Durant l’été 2016, le Conseil d’Etat avait donné raison à plusieurs centaines de reçus-collés qui contestaient la validité de la première édition du concours organisé en fin de 1er bachelier.

Et à l’époque déjà, le Conseil d’Etat avait pointé le manquement du fédéral dans la justification du contingent de médecins pour 2021.

Le CIUM appelle Marcourt à laisser passer tous les reçus-collés

Le comité inter-universitaire des étudiants en médecine (CIUM) presse le ministre de l’Enseignement supérieur Jean-Claude Marcourt de laisser passer tous les reçus-collés après la décision rendue mardi par le Conseil d’Etat d’autoriser provisoirement sept reçus-collés à s’inscrire en 2 bachelier de médecine.

« Il ne faut pas discriminer le reste des étudiants (reçus-collés) simplement parce qu’ils n’ont pas introduit un recours, ou qui ne pouvaient pas se le permettre financièrement », plaide le CIUM dans un communiqué.

« Il s’agit d’étudiants ayant fait leurs épreuves puisqu’ils ont réussi leur première année de médecine », ajoute l’organisation estudiantine.

Pour elle, il serait contreproductif de priver la communauté française « d’une dernière grosse cohorte de médecins avant l’aggravation de la pénurie » de praticiens annoncée par d’aucuns pour les années à venir.

Le cdH demande lui aussi à Marcourt de laisser passer tous les reçus-collés

Après le comité inter-universitaire des étudiants en médecine, le cdH -toujours en majorité en Fédération Wallonie-Bruxelles- demande lui aussi au ministre de l’Enseignement supérieur Jean-Claude Marcourt (PS) de laisser passer tous les étudiants reçus-collés en 2e bachelier de médecine après l’arrêt du Conseil d’Etat rendu mardi à sept reçus-collés.

« Il ne peut y avoir de deux poids deux mesures, et donc nous demandons d’étendre cette décision à tous les autres étudiants reçus-collés qui sont dans la même situation, même s’ils n’ont pas introduit de recours », indique mardi soir le cdH par la voix de la députée fédérale Catherine Fonck.

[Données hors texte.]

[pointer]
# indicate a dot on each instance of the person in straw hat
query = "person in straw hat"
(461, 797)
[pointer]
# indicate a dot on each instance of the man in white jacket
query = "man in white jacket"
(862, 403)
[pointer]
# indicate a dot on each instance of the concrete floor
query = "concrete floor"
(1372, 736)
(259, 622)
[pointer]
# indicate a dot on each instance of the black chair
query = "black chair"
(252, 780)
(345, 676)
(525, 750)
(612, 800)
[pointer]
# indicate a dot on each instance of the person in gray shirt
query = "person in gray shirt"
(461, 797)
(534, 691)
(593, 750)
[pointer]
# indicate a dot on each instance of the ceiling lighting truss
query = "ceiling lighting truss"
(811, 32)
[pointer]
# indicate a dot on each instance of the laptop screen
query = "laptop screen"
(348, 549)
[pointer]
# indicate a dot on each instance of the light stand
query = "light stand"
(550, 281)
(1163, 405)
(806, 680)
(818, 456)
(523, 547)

Pour le parti centriste, il est impératif que ces reçus-collés, une fois autorisés à poursuivre en 2e bachelier, obtiennent un numéro Inami à l’issue de leurs six années d’études.

« Ils ne peuvent pas être pénalisés dans un second temps », insiste Mme Fonck qui dit avoir reçu la semaine passée en commission l’engagement de la ministre fédérale de la Santé que tous les diplômés en 2022 auraient bien leur numéro Inami.

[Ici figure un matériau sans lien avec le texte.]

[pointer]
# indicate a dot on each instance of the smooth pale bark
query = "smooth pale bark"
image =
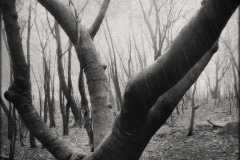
(94, 70)
(19, 92)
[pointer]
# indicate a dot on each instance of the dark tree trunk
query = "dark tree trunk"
(139, 118)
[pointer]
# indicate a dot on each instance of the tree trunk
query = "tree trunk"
(19, 92)
(136, 123)
(72, 103)
(1, 139)
(190, 130)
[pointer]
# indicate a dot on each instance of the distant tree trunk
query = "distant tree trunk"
(190, 130)
(32, 139)
(139, 118)
(113, 68)
(13, 135)
(20, 94)
(66, 89)
(1, 139)
(239, 67)
(85, 106)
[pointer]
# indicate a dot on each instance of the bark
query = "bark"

La FEF demande l’autorisation d’inscription pour tous les reçus-collés

La fédération des étudiants francophones (FEF) demande elle aussi que tous les étudiants reçus-collés de médecine soient autorisés à s’inscrire en 2e bachelier après l’arrêt rendu mardi par le Conseil d’Etat au sujet de sept reçus-collés.

Pour la FEF, le constat de manquement posé par le Conseil d’Etat envers le Fédéral est la preuve de ce qu’elle dénonce depuis de longs mois, à savoir le fait que « la ministre Maggie De Block n’a pas rempli ses obligations en la matière ».

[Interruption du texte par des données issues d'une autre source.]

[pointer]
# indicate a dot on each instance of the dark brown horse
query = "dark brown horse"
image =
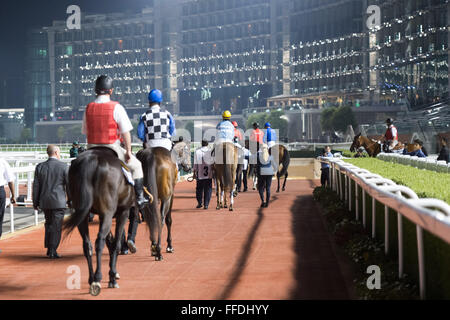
(225, 164)
(372, 147)
(160, 176)
(97, 185)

Aux yeux de l’organisation estudiantine, ce nouvel épisode démontre « à quel point les mécanismes de filtres mis en place au niveau de la Fédération Wallonie-Bruxelles -sur injonction du fédéral- mettent les étudiants, et plus largement notre système de soins de santé, à mal ».

« Tant les étudiants en cours de cursus que les patients de demain sont, aujourd’hui, les victimes de politiques irresponsables », estime la FEF dans un communiqué.

Les deux autres organisations étudiants actives sur ce dossier, l’Unecof et le CIUM, ont elles aussi appelé le ministre de l’Enseignement supérieur à permettre à l’ensemble des reçus-collés de s’inscrire en 2e bachelier de médecine.